Primer Domingo

José Antonio Martín Pereira | 14 de marzo de 2011 a las 0:11

Despedimos el Primer Domingo de Cuaresma con la extraña sensación de acariciar una Gloria empañada de charcos. No ha propiciado precisamente la meteorología que las iglesias colmaran de público, y aún así se han visto colas en los diferentes actos de culto interno repartidos por buena parte de los rincones de la ciudad. El tiempo mejorará a partir del martes, pero para el Vía Crucis de las Cofradías previsto para mañana lunes los pronósticos obligan a apelar a la prudencia.

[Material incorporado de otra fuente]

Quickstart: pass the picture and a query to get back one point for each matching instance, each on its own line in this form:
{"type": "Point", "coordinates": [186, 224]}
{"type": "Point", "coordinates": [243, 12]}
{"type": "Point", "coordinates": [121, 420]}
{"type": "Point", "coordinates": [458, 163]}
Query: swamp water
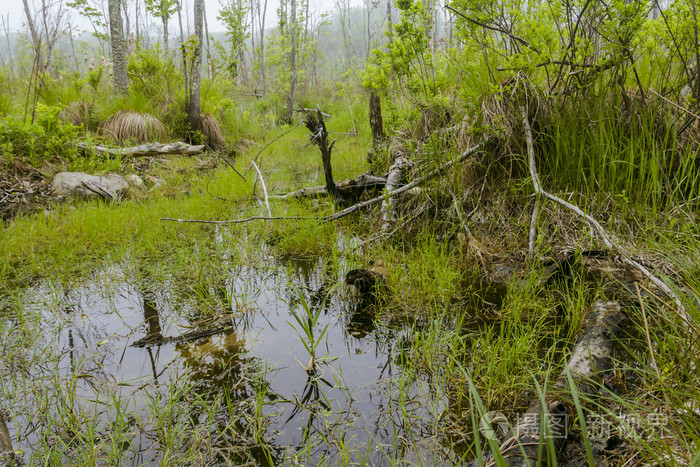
{"type": "Point", "coordinates": [240, 395]}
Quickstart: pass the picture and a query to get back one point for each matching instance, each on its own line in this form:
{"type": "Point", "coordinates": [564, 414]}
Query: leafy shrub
{"type": "Point", "coordinates": [44, 139]}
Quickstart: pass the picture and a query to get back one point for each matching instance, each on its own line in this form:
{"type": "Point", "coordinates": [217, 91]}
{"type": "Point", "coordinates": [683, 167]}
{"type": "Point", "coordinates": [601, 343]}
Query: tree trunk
{"type": "Point", "coordinates": [182, 46]}
{"type": "Point", "coordinates": [376, 122]}
{"type": "Point", "coordinates": [121, 80]}
{"type": "Point", "coordinates": [390, 24]}
{"type": "Point", "coordinates": [289, 114]}
{"type": "Point", "coordinates": [194, 104]}
{"type": "Point", "coordinates": [136, 19]}
{"type": "Point", "coordinates": [166, 47]}
{"type": "Point", "coordinates": [262, 47]}
{"type": "Point", "coordinates": [210, 71]}
{"type": "Point", "coordinates": [431, 24]}
{"type": "Point", "coordinates": [125, 8]}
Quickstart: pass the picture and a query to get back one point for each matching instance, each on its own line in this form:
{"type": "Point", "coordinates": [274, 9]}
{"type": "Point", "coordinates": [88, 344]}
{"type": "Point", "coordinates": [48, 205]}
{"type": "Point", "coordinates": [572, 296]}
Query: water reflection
{"type": "Point", "coordinates": [260, 403]}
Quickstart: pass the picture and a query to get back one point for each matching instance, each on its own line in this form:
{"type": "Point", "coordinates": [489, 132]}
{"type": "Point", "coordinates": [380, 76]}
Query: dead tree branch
{"type": "Point", "coordinates": [144, 150]}
{"type": "Point", "coordinates": [429, 176]}
{"type": "Point", "coordinates": [590, 361]}
{"type": "Point", "coordinates": [238, 221]}
{"type": "Point", "coordinates": [319, 136]}
{"type": "Point", "coordinates": [595, 224]}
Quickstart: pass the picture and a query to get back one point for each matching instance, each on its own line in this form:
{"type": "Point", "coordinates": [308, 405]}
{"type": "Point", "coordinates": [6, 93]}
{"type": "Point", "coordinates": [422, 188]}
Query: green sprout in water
{"type": "Point", "coordinates": [306, 320]}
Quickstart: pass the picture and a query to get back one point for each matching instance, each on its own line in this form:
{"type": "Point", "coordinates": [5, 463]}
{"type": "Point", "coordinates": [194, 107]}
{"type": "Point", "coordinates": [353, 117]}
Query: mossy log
{"type": "Point", "coordinates": [144, 150]}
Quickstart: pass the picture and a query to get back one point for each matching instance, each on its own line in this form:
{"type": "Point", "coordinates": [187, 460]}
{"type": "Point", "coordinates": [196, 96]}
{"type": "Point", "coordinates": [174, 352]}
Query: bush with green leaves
{"type": "Point", "coordinates": [46, 138]}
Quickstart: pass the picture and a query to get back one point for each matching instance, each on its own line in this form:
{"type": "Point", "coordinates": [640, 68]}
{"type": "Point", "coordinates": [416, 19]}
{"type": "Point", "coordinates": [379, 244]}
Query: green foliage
{"type": "Point", "coordinates": [408, 59]}
{"type": "Point", "coordinates": [95, 16]}
{"type": "Point", "coordinates": [153, 76]}
{"type": "Point", "coordinates": [233, 16]}
{"type": "Point", "coordinates": [45, 139]}
{"type": "Point", "coordinates": [162, 9]}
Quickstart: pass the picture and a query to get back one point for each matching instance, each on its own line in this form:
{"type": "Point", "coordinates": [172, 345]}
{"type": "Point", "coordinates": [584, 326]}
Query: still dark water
{"type": "Point", "coordinates": [359, 395]}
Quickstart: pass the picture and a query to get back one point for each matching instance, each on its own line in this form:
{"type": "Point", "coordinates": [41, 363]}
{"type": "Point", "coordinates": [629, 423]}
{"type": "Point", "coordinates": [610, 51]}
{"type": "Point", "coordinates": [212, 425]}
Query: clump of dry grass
{"type": "Point", "coordinates": [212, 131]}
{"type": "Point", "coordinates": [127, 125]}
{"type": "Point", "coordinates": [76, 113]}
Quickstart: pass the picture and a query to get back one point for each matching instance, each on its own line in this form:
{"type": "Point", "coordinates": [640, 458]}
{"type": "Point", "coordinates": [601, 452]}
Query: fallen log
{"type": "Point", "coordinates": [144, 150]}
{"type": "Point", "coordinates": [396, 174]}
{"type": "Point", "coordinates": [429, 176]}
{"type": "Point", "coordinates": [319, 136]}
{"type": "Point", "coordinates": [348, 189]}
{"type": "Point", "coordinates": [158, 339]}
{"type": "Point", "coordinates": [370, 283]}
{"type": "Point", "coordinates": [539, 191]}
{"type": "Point", "coordinates": [588, 366]}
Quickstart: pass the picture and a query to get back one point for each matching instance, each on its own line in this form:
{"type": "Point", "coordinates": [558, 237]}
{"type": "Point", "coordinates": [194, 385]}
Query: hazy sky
{"type": "Point", "coordinates": [17, 19]}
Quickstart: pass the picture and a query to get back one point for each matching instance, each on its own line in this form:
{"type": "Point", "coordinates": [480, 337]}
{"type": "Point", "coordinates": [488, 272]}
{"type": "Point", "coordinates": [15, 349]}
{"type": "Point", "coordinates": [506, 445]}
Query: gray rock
{"type": "Point", "coordinates": [82, 185]}
{"type": "Point", "coordinates": [136, 181]}
{"type": "Point", "coordinates": [155, 182]}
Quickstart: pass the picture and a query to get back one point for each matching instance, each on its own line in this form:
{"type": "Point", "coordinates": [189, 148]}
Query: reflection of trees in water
{"type": "Point", "coordinates": [226, 378]}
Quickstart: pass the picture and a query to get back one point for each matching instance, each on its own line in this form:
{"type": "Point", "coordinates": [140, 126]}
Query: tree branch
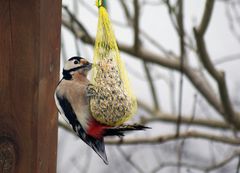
{"type": "Point", "coordinates": [228, 112]}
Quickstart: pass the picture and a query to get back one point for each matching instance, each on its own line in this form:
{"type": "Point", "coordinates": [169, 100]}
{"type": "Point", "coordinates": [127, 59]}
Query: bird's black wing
{"type": "Point", "coordinates": [96, 144]}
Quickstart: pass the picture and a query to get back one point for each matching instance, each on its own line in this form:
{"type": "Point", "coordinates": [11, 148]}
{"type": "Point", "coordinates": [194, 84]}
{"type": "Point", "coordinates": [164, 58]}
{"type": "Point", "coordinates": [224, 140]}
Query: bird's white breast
{"type": "Point", "coordinates": [75, 93]}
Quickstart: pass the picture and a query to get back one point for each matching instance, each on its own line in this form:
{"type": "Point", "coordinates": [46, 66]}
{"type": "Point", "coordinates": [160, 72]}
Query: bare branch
{"type": "Point", "coordinates": [170, 137]}
{"type": "Point", "coordinates": [228, 111]}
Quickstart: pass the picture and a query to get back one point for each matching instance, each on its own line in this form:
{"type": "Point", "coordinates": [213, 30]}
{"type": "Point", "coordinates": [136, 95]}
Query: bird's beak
{"type": "Point", "coordinates": [88, 66]}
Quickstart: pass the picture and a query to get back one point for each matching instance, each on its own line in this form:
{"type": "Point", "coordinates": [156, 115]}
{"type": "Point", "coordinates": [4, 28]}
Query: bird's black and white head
{"type": "Point", "coordinates": [76, 64]}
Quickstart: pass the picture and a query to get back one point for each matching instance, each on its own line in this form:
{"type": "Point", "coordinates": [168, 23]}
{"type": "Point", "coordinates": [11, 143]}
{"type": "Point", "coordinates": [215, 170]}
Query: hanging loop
{"type": "Point", "coordinates": [99, 3]}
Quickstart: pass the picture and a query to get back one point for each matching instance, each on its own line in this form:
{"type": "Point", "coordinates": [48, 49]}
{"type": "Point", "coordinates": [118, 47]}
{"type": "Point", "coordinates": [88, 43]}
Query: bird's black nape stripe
{"type": "Point", "coordinates": [67, 75]}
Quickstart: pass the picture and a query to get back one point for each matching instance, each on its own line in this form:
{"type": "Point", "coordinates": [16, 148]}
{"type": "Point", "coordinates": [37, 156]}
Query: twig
{"type": "Point", "coordinates": [182, 56]}
{"type": "Point", "coordinates": [152, 88]}
{"type": "Point", "coordinates": [228, 112]}
{"type": "Point", "coordinates": [159, 139]}
{"type": "Point", "coordinates": [136, 25]}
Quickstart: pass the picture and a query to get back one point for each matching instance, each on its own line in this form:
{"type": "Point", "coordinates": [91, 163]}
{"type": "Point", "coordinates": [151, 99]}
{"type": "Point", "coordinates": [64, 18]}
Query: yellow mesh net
{"type": "Point", "coordinates": [113, 102]}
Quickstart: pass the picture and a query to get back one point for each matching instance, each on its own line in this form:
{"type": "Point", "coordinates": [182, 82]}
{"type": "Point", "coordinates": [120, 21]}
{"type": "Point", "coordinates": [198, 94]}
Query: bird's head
{"type": "Point", "coordinates": [76, 65]}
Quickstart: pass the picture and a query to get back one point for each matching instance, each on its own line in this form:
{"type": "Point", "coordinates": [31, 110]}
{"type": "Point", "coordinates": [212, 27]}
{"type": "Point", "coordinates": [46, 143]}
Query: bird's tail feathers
{"type": "Point", "coordinates": [120, 130]}
{"type": "Point", "coordinates": [99, 147]}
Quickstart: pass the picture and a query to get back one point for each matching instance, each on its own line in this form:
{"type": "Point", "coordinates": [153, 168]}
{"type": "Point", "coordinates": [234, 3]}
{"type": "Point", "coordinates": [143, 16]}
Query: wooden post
{"type": "Point", "coordinates": [29, 69]}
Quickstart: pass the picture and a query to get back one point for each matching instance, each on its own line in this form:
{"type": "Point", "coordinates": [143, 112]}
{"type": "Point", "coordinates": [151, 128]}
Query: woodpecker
{"type": "Point", "coordinates": [72, 97]}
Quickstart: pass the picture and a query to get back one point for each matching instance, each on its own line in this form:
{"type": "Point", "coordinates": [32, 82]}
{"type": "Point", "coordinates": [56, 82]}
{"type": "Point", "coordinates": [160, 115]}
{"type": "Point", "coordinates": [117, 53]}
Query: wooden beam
{"type": "Point", "coordinates": [29, 70]}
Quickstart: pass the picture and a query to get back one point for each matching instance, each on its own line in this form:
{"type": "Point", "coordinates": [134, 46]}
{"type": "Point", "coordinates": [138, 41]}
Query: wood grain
{"type": "Point", "coordinates": [29, 67]}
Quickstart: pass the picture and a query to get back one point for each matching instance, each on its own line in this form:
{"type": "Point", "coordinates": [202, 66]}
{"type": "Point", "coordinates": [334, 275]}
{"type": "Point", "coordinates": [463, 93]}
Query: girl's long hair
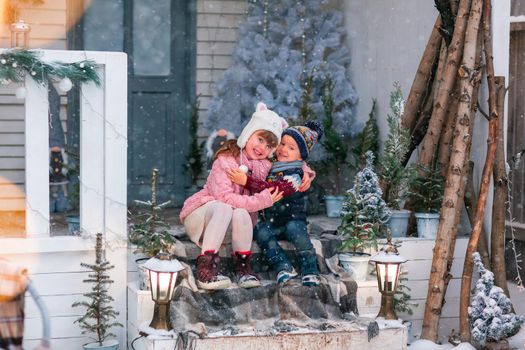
{"type": "Point", "coordinates": [230, 147]}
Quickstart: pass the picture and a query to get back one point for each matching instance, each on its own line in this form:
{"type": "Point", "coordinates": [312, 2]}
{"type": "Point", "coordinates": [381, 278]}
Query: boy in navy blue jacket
{"type": "Point", "coordinates": [287, 218]}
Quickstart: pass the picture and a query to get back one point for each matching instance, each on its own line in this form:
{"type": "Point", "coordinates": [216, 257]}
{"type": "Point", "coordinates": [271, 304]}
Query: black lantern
{"type": "Point", "coordinates": [163, 272]}
{"type": "Point", "coordinates": [388, 263]}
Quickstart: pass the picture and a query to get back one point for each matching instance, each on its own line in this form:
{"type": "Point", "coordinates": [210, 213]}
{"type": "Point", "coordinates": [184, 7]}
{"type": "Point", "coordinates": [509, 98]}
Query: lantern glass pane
{"type": "Point", "coordinates": [153, 284]}
{"type": "Point", "coordinates": [388, 275]}
{"type": "Point", "coordinates": [164, 285]}
{"type": "Point", "coordinates": [172, 285]}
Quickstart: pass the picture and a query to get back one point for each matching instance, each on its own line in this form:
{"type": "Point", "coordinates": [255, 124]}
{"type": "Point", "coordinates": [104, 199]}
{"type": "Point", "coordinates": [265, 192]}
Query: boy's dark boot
{"type": "Point", "coordinates": [246, 278]}
{"type": "Point", "coordinates": [309, 270]}
{"type": "Point", "coordinates": [208, 276]}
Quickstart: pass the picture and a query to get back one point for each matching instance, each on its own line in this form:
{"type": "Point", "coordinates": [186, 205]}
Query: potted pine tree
{"type": "Point", "coordinates": [364, 212]}
{"type": "Point", "coordinates": [149, 231]}
{"type": "Point", "coordinates": [99, 316]}
{"type": "Point", "coordinates": [337, 153]}
{"type": "Point", "coordinates": [490, 312]}
{"type": "Point", "coordinates": [427, 195]}
{"type": "Point", "coordinates": [395, 177]}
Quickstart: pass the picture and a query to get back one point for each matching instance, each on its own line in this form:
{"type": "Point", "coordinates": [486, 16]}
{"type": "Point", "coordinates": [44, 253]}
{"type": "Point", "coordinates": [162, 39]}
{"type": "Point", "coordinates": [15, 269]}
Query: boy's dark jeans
{"type": "Point", "coordinates": [294, 231]}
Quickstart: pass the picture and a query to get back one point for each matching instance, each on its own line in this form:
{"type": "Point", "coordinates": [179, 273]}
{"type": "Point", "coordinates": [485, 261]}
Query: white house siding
{"type": "Point", "coordinates": [48, 31]}
{"type": "Point", "coordinates": [54, 262]}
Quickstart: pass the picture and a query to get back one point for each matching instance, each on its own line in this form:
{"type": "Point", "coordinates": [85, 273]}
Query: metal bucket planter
{"type": "Point", "coordinates": [356, 264]}
{"type": "Point", "coordinates": [427, 225]}
{"type": "Point", "coordinates": [107, 345]}
{"type": "Point", "coordinates": [334, 205]}
{"type": "Point", "coordinates": [398, 222]}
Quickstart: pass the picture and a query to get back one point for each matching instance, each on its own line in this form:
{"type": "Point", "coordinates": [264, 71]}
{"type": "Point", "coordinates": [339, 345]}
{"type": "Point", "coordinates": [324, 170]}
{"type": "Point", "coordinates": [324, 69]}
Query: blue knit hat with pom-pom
{"type": "Point", "coordinates": [306, 136]}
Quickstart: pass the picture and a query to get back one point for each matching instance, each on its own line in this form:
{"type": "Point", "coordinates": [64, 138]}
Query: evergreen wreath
{"type": "Point", "coordinates": [15, 64]}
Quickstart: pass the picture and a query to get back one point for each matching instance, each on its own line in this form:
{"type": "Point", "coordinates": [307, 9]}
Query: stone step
{"type": "Point", "coordinates": [392, 335]}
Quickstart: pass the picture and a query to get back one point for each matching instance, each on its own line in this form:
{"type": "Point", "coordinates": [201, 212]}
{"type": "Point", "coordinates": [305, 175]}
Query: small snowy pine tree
{"type": "Point", "coordinates": [99, 313]}
{"type": "Point", "coordinates": [364, 211]}
{"type": "Point", "coordinates": [490, 316]}
{"type": "Point", "coordinates": [395, 176]}
{"type": "Point", "coordinates": [150, 232]}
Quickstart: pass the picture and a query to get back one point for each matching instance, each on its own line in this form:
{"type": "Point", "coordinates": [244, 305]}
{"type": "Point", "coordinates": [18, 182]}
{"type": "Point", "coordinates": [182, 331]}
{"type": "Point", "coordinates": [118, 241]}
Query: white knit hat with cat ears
{"type": "Point", "coordinates": [262, 119]}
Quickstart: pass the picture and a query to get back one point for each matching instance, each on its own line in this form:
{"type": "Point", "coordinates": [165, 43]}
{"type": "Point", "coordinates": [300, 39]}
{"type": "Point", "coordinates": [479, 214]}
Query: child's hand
{"type": "Point", "coordinates": [237, 177]}
{"type": "Point", "coordinates": [307, 182]}
{"type": "Point", "coordinates": [276, 194]}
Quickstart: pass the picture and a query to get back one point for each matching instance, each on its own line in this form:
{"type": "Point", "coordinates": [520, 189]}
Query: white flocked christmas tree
{"type": "Point", "coordinates": [490, 316]}
{"type": "Point", "coordinates": [364, 211]}
{"type": "Point", "coordinates": [281, 43]}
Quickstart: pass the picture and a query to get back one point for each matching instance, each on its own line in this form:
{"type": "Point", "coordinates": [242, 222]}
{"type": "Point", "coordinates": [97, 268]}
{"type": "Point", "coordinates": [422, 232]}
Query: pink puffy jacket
{"type": "Point", "coordinates": [219, 187]}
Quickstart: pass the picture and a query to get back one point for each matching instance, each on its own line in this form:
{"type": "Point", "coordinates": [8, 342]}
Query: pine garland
{"type": "Point", "coordinates": [98, 309]}
{"type": "Point", "coordinates": [15, 64]}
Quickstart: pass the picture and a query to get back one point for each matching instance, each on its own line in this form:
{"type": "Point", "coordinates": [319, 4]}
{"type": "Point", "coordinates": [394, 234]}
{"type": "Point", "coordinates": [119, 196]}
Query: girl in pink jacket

Besapiés al Cristo de la Sangre, de la Hermandad de San Benito, al de las Cinco Llagas, en la Trinidad, al Señor de la Salud, de la Candelaria, y al Señor del Soberano Poder en su Prendimiento, en la Capilla de San Andrés. Besamanos al Cautivo del Polígono San Pablo y a la Virgen de la Hiniesta. Muestras del hervor que lentamente estimulan los sentidos, preparándolos para el Domingo de Palmas idealizado. Entretanto el intervalo con la primavera se acorta, cualquiera que se preste cuenta entre sus manos con la oportunidad de ir destapando un arca de exquisitas sensaciones. Los domingos de Cuaresma también son días de afables reencuentros, de cafelito con torrijas, o simplemente de paseos por la ciudad (evitando las «Setas») observando los cambios que canalizarán la venida de la tradición verdadera.